Mr Steven Shum, 57, a general manager with Johor-based property developer Tanah Sutera, is part of a delegation of 11 attendees, composed of a mix of faiths and races. Through the example of a few managers some years ago, mindfulness at work took root and grew.

"Our bosses never asked us to do it. It grew from the bottom up," he says. Customers today demand authentic behaviour - real smiles from the heart, not stiff grimaces from a training manual. Compassionate caring in the workplace takes care of that, says Mr Shum.

For Mr Shum, the journey began with the book Search Inside Yourself, written by Singaporean, early Google employee and 2015 Nobel Peace Prize nominee Tan Chade-Meng.

The self-help bestseller about the mindfulness practice he helped create at Google makes Mr Tan, 44, a rock star at the Wisdom 2.0 Asia, founded by Mr Gordhamer and co-chaired by Mr Tan. Google's Jolly Good Fellow - that's Mr Tan's official job title - is mobbed everywhere he goes. Everyone wants a picture or his signature in their copy of the book.

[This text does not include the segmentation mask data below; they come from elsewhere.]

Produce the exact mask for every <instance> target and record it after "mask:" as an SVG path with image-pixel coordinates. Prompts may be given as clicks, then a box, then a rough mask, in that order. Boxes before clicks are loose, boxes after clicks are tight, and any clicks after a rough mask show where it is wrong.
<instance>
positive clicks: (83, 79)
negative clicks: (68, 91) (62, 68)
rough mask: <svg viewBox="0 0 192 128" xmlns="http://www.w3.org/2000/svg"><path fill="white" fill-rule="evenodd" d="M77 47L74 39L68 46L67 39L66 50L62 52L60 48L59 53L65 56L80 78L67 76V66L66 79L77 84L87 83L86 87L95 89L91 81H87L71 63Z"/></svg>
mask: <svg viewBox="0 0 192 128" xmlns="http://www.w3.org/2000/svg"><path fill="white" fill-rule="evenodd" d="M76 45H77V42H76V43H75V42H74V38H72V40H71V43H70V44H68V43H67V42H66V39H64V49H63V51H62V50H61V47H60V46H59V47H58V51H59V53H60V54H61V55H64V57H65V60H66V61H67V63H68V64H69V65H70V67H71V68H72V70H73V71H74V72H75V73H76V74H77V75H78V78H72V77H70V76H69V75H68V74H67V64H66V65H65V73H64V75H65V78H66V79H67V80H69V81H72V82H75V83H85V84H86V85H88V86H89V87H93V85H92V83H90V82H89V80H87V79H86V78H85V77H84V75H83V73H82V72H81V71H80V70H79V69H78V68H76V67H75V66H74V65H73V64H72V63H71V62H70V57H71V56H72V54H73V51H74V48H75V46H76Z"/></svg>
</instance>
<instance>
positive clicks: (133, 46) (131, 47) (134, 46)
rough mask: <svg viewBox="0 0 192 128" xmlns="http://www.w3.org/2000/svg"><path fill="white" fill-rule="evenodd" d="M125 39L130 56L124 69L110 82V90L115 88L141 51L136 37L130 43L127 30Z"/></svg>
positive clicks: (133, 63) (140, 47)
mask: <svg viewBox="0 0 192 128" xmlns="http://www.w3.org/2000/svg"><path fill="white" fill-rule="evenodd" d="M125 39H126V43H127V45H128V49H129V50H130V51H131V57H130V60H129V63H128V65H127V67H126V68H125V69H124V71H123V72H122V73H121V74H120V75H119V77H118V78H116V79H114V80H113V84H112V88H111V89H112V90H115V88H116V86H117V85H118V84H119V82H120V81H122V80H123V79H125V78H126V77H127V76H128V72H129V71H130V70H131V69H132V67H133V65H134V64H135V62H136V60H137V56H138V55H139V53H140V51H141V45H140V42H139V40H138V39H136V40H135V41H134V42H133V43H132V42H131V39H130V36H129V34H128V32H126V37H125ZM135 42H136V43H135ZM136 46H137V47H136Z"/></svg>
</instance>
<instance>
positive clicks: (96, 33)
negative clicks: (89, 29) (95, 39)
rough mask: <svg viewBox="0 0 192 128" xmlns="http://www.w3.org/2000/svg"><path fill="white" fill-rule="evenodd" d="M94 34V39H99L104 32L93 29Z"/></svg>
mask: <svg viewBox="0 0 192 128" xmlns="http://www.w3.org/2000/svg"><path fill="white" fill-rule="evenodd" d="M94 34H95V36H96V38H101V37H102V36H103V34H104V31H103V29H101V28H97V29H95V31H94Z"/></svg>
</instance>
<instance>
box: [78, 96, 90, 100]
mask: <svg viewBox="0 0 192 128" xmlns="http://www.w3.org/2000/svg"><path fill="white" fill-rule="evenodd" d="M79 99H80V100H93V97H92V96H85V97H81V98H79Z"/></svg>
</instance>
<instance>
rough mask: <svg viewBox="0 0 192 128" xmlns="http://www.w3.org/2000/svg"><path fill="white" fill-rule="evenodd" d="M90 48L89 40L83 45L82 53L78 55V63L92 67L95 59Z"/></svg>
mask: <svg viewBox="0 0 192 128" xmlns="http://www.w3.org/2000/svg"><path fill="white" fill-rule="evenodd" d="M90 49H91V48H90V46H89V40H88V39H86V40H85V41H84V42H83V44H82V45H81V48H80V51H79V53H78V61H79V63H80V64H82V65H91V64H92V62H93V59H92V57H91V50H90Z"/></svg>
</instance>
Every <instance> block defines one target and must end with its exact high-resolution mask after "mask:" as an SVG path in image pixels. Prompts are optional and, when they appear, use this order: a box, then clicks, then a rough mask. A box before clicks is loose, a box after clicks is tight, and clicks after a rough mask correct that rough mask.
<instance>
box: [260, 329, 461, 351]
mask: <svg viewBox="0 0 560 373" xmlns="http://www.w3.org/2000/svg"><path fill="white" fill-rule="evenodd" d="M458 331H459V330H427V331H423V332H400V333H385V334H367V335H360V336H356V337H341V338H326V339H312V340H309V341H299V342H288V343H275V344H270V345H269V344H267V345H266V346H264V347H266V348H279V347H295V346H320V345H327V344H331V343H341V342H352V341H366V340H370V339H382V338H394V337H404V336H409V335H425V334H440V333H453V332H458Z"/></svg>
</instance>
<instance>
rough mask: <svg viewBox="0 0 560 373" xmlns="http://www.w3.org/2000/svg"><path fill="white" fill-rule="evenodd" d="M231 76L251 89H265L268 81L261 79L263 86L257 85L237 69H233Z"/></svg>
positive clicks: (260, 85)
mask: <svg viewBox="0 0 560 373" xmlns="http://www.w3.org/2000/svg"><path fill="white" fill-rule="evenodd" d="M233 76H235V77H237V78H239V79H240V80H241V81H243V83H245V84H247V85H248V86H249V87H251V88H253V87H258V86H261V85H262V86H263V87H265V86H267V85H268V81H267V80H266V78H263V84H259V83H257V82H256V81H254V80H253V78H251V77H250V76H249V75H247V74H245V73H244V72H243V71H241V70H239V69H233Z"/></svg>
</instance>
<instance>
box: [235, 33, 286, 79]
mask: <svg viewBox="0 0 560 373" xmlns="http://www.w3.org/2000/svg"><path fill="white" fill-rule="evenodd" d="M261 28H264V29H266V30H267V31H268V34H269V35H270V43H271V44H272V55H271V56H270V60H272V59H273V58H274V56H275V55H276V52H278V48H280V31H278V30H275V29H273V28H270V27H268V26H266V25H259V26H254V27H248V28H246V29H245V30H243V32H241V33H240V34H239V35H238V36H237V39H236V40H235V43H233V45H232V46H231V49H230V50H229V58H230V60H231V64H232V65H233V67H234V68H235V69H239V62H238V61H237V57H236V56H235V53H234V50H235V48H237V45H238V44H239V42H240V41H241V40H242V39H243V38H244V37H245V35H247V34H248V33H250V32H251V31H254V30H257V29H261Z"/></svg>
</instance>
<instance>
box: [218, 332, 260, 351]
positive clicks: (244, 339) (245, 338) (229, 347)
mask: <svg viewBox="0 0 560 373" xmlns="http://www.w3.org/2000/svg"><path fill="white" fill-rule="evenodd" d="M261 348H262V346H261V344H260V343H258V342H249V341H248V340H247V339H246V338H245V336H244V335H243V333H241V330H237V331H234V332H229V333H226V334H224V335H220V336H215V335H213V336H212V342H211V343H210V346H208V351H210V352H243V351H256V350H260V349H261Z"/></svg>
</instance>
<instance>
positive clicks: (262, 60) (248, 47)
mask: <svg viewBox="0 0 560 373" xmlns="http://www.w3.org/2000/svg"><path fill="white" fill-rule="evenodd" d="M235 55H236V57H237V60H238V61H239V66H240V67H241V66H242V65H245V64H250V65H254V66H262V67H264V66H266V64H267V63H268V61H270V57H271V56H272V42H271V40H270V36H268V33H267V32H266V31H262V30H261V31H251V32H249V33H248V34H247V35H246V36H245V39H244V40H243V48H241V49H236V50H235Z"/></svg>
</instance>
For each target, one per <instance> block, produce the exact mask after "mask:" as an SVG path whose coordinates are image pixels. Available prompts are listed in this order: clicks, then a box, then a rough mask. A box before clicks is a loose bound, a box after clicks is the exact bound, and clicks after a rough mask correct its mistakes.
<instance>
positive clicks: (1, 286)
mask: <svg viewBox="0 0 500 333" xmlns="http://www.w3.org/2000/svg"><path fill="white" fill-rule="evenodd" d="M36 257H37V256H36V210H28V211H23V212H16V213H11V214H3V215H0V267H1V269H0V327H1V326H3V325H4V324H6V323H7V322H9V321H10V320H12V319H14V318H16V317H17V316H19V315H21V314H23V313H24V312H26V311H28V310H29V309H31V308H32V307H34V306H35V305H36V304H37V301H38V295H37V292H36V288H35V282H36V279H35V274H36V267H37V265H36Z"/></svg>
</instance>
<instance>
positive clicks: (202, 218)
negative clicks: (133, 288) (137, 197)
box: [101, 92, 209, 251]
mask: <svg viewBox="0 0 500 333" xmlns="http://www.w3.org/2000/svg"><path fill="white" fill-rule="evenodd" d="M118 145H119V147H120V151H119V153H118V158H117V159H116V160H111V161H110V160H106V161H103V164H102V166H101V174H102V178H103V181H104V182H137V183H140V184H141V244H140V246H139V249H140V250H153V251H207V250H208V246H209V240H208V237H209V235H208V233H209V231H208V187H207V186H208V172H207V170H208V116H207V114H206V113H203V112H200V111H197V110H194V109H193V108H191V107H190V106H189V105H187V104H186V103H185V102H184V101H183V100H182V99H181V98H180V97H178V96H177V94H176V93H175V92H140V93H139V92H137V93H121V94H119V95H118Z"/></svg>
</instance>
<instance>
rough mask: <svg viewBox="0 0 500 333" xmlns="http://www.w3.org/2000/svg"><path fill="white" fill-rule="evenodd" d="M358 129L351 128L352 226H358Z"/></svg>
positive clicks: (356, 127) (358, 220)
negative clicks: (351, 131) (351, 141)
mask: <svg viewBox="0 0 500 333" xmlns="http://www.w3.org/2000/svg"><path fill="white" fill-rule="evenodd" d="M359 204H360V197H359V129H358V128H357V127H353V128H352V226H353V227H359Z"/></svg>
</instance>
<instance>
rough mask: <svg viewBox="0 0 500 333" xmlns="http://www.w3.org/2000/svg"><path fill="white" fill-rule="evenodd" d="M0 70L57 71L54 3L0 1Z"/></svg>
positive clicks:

As an indication of how different this event is from others, it ends not with a mad rush for the exits or a clamour for parking redemptions, but with testimonials. Over a dozen participants volunteer to speak glowingly about the event. I've never seen an outpouring of gratitude like that at any event. While the positive vibes are nice, I catch myself checking my watch.

After the closing, I pry an exhausted Mr Tan from the throng of fans. I've never met the man, but he greets me with a hands-clasped namaste gesture, followed by a sudden and unexpected hug.

"We can sit over here," he says, pointing to a patch of carpet in a quiet corner of the lobby. He plonks himself on the floor cross-legged, back against a wall, while I sit-kneel beside him.

We talk about his celebrity status here ("Whatever I can do to bring happiness to people," he says), whether he thinks he is part of a movement packaging rich ancient spirituality into sterile consumer products ("I see it as a reframing. Wisdom has been the domain of full-time practitioners, almost always mixed with religion... I'm taking it away from mysticism, making it useful for modern people."), if Google's status as an exceptional company makes mindfulness practice inapplicable to other organisations ("The practice has to be adjusted for each company... but parts of it are universal.").

We end the chat, and he, Nobel Prize nominee for his co-chairing of the Billion Acts Of Peace initiative, lets me know it has been an honour to have met me. Me. We get up to say goodbye and he hugs me again. It is beginning to feel less awkward.